Le souffle s’arrêtait dans la poitrine de M. Goliadkine. Il volait, comme s’il avait eu des ailes, à la poursuite de son ennemi qui s’éloignait rapidement. Notre héros se sentait plein d’une terrible ardeur. Tout porte à croire, cependant, qu’en dépit de cette terrible ardeur un simple moustique l’eût aisément renversé, d’un petit coup d’aile. En admettant, toutefois, que des moustiques puissent se trouver à Saint-Pétersbourg à cette époque de l’année. Il se sentait fourbu et, en même temps, entraîné par une force étrangère absolument indépendante de son corps. Sans cette force étrangère il n’aurait pu faire le moindre pas, car ses jambes flageolaient et lui refusaient tout service. Hors d’haleine, il poursuivait sa course en répétant machinalement: «Tout peut encore s’arranger au mieux, oui, au mieux… ou au pire…

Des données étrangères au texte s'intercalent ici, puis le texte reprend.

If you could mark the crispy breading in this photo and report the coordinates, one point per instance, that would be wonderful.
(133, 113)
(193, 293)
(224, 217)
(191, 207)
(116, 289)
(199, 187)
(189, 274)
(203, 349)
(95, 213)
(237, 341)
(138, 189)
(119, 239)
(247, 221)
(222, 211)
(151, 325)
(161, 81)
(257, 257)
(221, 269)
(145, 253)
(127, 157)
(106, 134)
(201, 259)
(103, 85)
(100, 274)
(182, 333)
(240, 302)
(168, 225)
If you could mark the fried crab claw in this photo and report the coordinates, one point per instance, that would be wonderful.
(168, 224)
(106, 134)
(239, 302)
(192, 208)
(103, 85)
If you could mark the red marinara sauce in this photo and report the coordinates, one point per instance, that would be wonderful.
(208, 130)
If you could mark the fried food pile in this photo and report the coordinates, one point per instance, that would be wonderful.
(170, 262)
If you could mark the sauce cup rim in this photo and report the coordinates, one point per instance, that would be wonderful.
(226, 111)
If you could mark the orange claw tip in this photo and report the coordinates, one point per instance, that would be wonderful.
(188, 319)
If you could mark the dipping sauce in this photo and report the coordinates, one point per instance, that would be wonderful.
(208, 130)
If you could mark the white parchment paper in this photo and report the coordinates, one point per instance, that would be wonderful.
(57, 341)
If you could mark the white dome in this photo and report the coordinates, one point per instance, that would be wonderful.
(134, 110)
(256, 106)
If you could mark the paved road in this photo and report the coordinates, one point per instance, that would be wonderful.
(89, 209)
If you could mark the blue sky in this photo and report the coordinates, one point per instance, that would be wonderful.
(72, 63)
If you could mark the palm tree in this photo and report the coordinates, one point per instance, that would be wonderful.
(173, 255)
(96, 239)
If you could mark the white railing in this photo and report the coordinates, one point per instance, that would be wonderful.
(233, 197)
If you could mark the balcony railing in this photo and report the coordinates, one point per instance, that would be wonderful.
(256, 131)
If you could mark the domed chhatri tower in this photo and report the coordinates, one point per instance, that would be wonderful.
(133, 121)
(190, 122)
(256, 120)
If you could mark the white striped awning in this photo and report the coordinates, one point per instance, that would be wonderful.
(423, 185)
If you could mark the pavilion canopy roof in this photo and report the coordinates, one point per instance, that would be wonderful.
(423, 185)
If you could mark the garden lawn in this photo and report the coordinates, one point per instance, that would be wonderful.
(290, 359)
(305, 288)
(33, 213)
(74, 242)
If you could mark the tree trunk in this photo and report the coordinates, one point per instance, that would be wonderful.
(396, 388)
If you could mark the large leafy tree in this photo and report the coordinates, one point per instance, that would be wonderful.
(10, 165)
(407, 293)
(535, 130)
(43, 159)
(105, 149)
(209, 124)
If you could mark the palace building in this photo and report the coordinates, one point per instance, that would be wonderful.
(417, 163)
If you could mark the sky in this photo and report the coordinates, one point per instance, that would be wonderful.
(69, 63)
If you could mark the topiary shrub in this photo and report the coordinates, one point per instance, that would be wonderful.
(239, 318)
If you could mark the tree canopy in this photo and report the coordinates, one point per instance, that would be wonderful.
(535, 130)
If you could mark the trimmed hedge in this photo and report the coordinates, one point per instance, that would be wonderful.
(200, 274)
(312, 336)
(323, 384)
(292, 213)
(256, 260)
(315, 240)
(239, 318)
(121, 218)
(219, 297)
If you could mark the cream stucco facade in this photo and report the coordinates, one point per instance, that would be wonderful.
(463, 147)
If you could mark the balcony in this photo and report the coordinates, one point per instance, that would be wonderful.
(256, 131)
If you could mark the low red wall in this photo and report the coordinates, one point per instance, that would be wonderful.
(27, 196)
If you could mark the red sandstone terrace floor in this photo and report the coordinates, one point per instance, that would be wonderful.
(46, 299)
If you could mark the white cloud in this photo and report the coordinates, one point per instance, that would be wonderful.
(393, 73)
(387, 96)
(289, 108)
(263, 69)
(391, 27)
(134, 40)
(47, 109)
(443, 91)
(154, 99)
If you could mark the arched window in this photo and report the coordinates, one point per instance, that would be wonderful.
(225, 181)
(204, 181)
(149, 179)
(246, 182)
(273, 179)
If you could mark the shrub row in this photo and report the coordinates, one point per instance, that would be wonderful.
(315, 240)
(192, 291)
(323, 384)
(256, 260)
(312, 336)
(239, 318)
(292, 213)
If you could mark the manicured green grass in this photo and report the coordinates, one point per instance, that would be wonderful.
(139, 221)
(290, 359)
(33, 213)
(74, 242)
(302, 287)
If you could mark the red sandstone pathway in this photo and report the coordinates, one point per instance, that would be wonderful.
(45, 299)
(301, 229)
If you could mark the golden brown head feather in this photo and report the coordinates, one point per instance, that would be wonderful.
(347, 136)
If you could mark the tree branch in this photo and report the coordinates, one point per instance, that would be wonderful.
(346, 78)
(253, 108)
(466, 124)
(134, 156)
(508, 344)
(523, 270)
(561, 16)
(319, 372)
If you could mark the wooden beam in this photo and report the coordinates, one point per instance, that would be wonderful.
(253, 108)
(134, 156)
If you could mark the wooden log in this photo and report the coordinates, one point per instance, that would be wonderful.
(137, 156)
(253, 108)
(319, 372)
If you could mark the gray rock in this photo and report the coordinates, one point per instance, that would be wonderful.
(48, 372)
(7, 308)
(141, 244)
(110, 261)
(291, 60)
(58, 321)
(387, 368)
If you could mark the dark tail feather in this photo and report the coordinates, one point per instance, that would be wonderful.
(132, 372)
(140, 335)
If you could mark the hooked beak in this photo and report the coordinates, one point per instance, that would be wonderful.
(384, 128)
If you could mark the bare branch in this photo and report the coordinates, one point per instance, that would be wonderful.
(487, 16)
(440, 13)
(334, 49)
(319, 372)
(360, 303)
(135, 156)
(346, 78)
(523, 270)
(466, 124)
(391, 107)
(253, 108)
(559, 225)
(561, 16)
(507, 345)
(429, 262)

» En tout cas mon affaire est perdue, sans aucun doute… je suis fichu, je suis complètement fichu, c’est certain, irrémissible. On ne peut plus rien y changer…» Et pourtant, au moment où il parvint à agripper le pan du manteau de son ennemi, notre homme, d’un seul coup, parut ressuscité. On aurait dit qu’il venait de remporter une grande victoire. L’infâme ennemi avait hélé un fiacre et s’apprêtait à y monter… «Monsieur, Monsieur, hurla notre héros, Monsieur, j’espère que vous…»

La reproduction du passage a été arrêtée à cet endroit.